On paper, Trump makes no sense for the GOP. For an electorate that’s been suffering from economic and social anxiety—impulses that have made Senator Bernie Sanders such a spoiler for former Secretary of State Hillary Clinton — Trump’s status as a bloviating billionaire who loves firing people makes for an odd economic populist. For a party that’s generally focused on a strong national defense, his lack of military experience is somehow not jarring in the slightest. Even in terms of the fundamental underpinnings of the GOP’s political philosophy — limited government — Trump is barely a conservative.
But that didn’t matter: Voters won’t abide by the exhausting obstructionism of past Republican lawmakers. Consider Trump’s conquests of Jeb Bush and Ted Cruz, the two knockouts that have symbolically bookended his insurgent campaign. Bush was obviously tarred by his family’s legacy (as polling shows), but Cruz’s defeat is particularly juicy. While Cruz has positioned himself as a political outsider, his brand of obstructionism was perfectly in line with the party’s guiding philosophy since 1992, the last time the GOP was in a world of hurt with voters. It didn’t matter that Cruz is a freshman senator untouched by the slime of Washington. At a certain point, the voters figure out that the party they’ve been supporting for years isn’t actually delivering on its promise. “Starve the beast” sank the GOP in 1992, and, despite the protestations of free markets and small government, smarmy do-nothing obstructionism ended up hurting Cruz during the primary.

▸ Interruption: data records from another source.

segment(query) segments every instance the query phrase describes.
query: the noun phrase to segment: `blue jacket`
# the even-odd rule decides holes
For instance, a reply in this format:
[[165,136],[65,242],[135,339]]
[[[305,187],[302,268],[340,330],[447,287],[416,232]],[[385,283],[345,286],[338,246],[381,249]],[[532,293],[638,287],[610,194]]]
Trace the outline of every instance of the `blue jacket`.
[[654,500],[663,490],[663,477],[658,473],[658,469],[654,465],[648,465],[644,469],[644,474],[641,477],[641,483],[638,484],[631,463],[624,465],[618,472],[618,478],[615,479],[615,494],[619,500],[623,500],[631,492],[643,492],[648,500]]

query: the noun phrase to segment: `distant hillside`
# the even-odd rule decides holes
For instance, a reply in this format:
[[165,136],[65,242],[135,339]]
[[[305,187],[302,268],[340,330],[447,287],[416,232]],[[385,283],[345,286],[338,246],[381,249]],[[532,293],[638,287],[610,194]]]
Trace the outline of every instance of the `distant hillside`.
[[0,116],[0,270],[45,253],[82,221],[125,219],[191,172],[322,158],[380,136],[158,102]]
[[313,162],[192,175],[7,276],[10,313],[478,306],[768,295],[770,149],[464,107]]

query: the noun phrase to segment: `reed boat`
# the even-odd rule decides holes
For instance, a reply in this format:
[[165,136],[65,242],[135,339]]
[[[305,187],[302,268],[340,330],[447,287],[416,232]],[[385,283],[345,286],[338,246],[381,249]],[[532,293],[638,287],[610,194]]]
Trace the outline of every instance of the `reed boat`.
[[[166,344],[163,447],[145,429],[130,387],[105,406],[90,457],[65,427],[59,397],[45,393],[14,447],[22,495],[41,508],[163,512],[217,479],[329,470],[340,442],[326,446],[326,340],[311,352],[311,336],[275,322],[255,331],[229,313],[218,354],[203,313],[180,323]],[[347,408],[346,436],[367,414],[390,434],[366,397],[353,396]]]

This disdain for the current political establishment would have lain dormant, but it was Trump, through his mastery of the modern media, who gave furious voters an actual outlet for their exasperation. In a party that prides itself on the freedom to choose, Republicans finally had a choice of something other than the party’s three decades of establishment candidates. The GOP political establishment, swaddled in the warm comfort of the partisan loyalty wrought by increased polarization, had it wrong: It wasn’t #NeverTrump that voters wanted; it was no more GOP.
It only took about an hour or so for the storm to die down and Republican National Committee’s Reince Priebus to throw the party’s support behind Trump, but it’s less of an endorsement than a desperate grasp for some political saliency. Republican political leaders, in their adamant opposition to Trump, misjudged not only their own power, but their own relevance to voters.